The announcement comes just two weeks after the trust’s board rubber-stamped plans to sell 55 per cent of Charing Cross Hospital and to move out many integral services and reduce inpatient beds from 360 to 24 under the Shaping a Healthier Future programme.
Also confirmed were plans to sell 45 per cent of St Mary’s Hospital in Paddington and the entire Western Eye Hospital, in Marylebone, to raise more than £600m to redevelop Hammersmith, St Mary’s and Charing Cross hospitals.
The newsletter states they still need more than £400m to redevelop the sites but did not say where the money would come from.
Imperial plans to double its £39 million a year income from private patients but this would still not cover the amount needed.
Hammersmith MP Andy Slaughter expressed his outrage at the way the Trust has announced the changes.
He said: “This latest failure by Imperial only highlights the way that they have handled the whole process.
“It beggars belief that they have missed their targets by several millions of pounds but still have the funds to hire expensive spin doctors to promote their closure program.
“Once again this just shows that you cannot trust the Tories with the NHS.”
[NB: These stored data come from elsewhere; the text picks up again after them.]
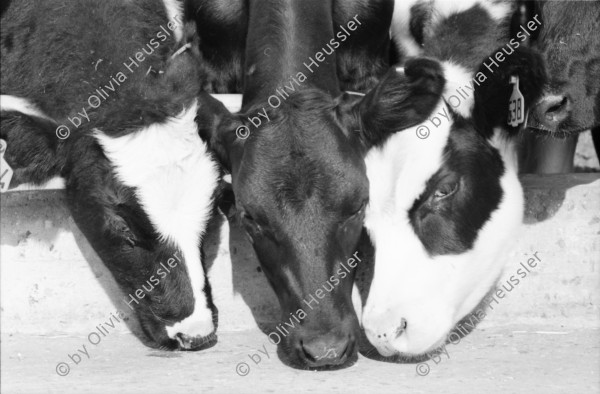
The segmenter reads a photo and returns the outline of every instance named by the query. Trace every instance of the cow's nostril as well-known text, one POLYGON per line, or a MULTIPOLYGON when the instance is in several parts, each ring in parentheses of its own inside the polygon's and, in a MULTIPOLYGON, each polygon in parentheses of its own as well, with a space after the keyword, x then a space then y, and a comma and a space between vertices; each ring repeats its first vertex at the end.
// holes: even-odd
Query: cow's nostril
POLYGON ((546 96, 540 100, 534 111, 539 121, 558 123, 569 115, 570 107, 571 103, 567 96, 546 96))
POLYGON ((353 357, 355 339, 352 335, 326 335, 301 340, 301 357, 309 367, 343 365, 353 357))
POLYGON ((531 109, 528 127, 555 132, 562 122, 569 117, 572 103, 566 95, 546 95, 531 109))

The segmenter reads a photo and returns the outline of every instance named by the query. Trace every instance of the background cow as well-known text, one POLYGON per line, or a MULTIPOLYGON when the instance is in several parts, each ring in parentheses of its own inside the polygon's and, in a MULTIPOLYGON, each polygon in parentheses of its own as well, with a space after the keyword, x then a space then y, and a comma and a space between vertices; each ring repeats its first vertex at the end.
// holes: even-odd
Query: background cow
POLYGON ((538 14, 542 21, 530 44, 548 74, 523 136, 522 171, 572 172, 579 132, 592 129, 600 155, 600 3, 522 4, 526 14, 538 14))
POLYGON ((541 23, 521 34, 542 54, 549 79, 544 97, 530 113, 529 129, 520 136, 520 170, 571 172, 577 133, 592 128, 592 137, 600 138, 598 2, 398 1, 392 35, 401 56, 427 53, 431 45, 459 45, 456 61, 464 63, 465 53, 472 53, 475 56, 469 57, 477 62, 477 54, 489 53, 509 39, 511 25, 534 23, 536 15, 541 23), (481 51, 482 45, 488 51, 481 51))

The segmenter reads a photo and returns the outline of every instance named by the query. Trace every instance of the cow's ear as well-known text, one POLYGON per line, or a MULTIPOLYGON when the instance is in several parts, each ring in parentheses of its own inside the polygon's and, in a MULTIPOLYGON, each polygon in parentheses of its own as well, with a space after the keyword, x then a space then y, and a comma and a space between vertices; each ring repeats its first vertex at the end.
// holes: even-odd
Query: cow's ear
MULTIPOLYGON (((502 48, 499 48, 496 52, 501 51, 502 48)), ((547 80, 544 61, 535 50, 521 47, 506 56, 503 62, 499 62, 493 72, 490 72, 488 66, 489 64, 486 66, 485 62, 482 63, 476 74, 485 76, 485 80, 475 86, 473 106, 475 124, 480 130, 502 127, 511 133, 516 133, 521 126, 512 127, 508 124, 511 96, 513 94, 523 96, 522 108, 523 113, 526 114, 544 89, 547 80), (518 88, 516 88, 517 78, 518 88)))
POLYGON ((4 191, 23 183, 43 184, 61 175, 68 156, 69 136, 66 126, 59 127, 52 120, 2 108, 0 157, 6 168, 0 173, 0 189, 4 191))
POLYGON ((439 62, 411 59, 404 69, 391 68, 364 97, 342 100, 338 117, 346 128, 358 130, 370 148, 425 121, 439 103, 445 83, 439 62))
POLYGON ((196 123, 200 137, 231 172, 234 161, 241 157, 249 129, 240 116, 229 112, 222 102, 206 92, 200 93, 198 104, 196 123))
Also announced in the newsletter was an invite for hospital users to talk to with the chief inspector of hospitals on September 2, eight days before Hammersmith and Central Middlesex hospitals’ A&Es close down.
Chief executive of the trust Tracey Batten said in the newsletter: “None of our plans mean cutting back on NHS care – it’s about providing care differently so that people get the right care in the right place at the right time.
“Increasingly, it will not be about how many inpatient beds we have, but how many patients we are able to help keep well and get well through one-stop diagnostic clinics, treatments and surgical procedures provided on a day-case basis and regular monitoring and community-based expertise.
“And when patients do need to come into hospital, they need to get fast access to the very best expertise for their condition.”